In October 2016, Pastor Harifidy Andriamanantsoa, pastor of the Mahatsinjo FJKM church (and wife of Pastor Niaina) led a dedication service preceding the placement of a stone (vato fehizoro) to mark the project’s commitment to establishing the fruit center. The new president of the FJKM, Pastor Irako Andriamahazosoa Ammi, preached from Ezekiel 36:30, “And I will multiply the fruit of the tree and the produce of the field, that you may not receive again the disgrace of famine among the nations.”

About a month later, construction began on a two-story multipurpose building where a nursery worker could live upstairs and a large room downstairs for conducting trainings. This building was completed and dedicated in May 2017. In January 2017, a temporary nursery was installed. By June 2017, about 270 fruit trees had been planted, including 60 mango trees belonging to 23 selected varieties, including many of the world’s best mango varieties.

An irrigation system has been installed at the fruit center in early 2018. The water system provides drinking water for the center and the nearby village of Ambararata. Plans for 2018 include planting fast-growing trees to mark the boundary of the land and serve as a windbreak and growing perennial peanut to help prevent damage from grass fires. Fruit trees and native trees will also be planted at local schools and public places as part of outreach activities in the Mahatsinjo community. The expectation is that the center will be financially sustainable within five years, mostly from the sale of grafted mango trees.

In 2018, trainings will begin at the fruit center to help local farmers and church groups learn to grow mango trees and to propagate them by grafting. Training participants will receive grafted trees to plant and propagate. In 2018 and 2019, two grafted mangos will also be among the fruit trees and native trees planted at each of 16 pilot schools chosen from the over 600 FJKM primary and secondary schools. Mangos will also be planted at 10 churches led by FJKM evangelists in Southern Madagascar. A mango revolution is in progress in Madagascar; the FJKM church in partnership with the PC(USA) is working to make sure that Madagascar’s subsistence farmers fully benefit from the potential of superior mango varieties that they can propagate themselves.
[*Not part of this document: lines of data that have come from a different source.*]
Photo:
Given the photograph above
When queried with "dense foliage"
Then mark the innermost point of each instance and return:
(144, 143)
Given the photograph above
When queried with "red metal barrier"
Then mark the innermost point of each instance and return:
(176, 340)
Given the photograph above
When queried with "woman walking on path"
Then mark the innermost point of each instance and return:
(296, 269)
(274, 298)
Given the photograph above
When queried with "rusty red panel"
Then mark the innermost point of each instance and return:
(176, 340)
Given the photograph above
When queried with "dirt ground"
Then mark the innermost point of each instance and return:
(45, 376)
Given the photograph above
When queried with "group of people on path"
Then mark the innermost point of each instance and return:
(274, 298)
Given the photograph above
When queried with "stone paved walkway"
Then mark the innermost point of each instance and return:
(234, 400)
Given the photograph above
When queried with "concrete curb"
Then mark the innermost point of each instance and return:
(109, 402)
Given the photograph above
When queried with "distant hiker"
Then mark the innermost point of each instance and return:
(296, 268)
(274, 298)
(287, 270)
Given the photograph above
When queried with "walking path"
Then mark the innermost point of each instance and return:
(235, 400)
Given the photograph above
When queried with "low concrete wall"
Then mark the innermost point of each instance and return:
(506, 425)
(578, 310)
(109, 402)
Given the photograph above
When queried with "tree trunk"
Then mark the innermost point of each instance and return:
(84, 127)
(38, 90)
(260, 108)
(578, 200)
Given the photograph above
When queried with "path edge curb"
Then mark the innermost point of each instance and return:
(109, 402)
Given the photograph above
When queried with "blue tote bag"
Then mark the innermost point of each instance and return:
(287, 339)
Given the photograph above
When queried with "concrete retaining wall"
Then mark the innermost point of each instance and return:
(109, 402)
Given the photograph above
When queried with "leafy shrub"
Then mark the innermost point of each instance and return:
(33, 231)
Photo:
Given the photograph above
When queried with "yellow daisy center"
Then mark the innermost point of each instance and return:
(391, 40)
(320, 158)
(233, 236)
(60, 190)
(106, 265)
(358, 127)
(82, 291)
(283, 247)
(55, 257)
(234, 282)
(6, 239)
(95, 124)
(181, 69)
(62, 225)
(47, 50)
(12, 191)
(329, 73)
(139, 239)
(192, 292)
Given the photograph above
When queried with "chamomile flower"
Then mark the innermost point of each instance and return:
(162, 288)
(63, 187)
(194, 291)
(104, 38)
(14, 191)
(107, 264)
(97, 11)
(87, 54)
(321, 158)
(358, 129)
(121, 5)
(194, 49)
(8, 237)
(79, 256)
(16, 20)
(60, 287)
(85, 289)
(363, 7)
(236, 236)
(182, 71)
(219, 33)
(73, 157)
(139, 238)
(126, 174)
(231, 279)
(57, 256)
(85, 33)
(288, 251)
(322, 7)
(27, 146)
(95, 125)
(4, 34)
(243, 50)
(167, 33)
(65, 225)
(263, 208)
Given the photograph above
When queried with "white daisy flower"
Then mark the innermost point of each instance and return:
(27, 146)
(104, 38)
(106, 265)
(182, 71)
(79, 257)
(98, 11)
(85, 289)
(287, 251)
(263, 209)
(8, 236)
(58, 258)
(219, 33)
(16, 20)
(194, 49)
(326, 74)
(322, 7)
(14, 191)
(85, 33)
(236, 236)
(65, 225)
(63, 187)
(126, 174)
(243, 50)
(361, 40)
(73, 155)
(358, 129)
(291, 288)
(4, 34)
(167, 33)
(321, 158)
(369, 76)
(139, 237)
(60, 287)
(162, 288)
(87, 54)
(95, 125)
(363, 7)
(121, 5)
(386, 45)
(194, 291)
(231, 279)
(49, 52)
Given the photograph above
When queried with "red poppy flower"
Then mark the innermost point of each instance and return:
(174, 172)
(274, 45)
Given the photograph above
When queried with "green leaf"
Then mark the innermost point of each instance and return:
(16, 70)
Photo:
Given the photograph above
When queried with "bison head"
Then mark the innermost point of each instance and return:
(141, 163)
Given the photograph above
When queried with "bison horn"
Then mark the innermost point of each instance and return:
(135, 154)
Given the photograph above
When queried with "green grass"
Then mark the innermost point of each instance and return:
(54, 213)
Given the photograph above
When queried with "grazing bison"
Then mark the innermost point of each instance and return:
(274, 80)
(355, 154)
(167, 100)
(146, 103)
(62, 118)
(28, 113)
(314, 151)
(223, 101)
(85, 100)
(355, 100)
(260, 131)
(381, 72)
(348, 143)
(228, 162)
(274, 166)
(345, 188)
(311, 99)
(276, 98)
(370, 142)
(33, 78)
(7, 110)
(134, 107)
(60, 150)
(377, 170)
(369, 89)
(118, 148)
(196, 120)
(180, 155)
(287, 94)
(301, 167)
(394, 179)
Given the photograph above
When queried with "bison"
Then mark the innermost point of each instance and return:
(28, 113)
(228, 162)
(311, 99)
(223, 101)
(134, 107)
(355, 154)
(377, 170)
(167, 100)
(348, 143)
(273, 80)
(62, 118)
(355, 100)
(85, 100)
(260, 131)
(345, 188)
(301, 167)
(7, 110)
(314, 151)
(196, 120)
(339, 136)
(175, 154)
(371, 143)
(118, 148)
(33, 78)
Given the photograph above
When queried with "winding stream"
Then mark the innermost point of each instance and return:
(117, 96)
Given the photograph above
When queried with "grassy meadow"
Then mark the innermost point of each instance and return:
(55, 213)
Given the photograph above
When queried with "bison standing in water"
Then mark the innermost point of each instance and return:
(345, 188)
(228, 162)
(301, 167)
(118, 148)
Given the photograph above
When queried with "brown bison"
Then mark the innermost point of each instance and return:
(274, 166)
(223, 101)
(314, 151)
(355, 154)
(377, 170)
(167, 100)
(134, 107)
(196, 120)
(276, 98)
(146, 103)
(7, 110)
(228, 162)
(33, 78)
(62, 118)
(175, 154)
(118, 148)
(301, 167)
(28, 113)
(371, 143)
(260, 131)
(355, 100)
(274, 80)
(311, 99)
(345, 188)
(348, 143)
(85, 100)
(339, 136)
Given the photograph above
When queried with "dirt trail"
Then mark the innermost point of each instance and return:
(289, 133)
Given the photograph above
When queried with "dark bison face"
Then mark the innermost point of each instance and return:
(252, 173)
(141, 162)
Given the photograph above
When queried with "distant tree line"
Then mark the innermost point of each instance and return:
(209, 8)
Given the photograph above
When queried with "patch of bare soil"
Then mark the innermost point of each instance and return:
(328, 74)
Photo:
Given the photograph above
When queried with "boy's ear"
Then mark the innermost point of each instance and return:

These programs are possible because of the collective effort of many organizations, including the Presbyterian Answer to Hunger (PATH) Committee of Central Florida Presbytery that has supported the FVEE project for a number of years with funds collected from the two cents a meal program at Presbyterian churches. Others include Park Lake Presbyterian Church in Orlando, Florida; First Presbyterian Church Tuscaloosa, Alabama; and Decatur Presbyterian Church in Decatur, Georgia. The Watersheds Foundation has provided generous ongoing support. ECHO in North Fort Myers, Florida helped tremendously in the process of getting grafted mango trees of selected varieties from Florida to Madagascar.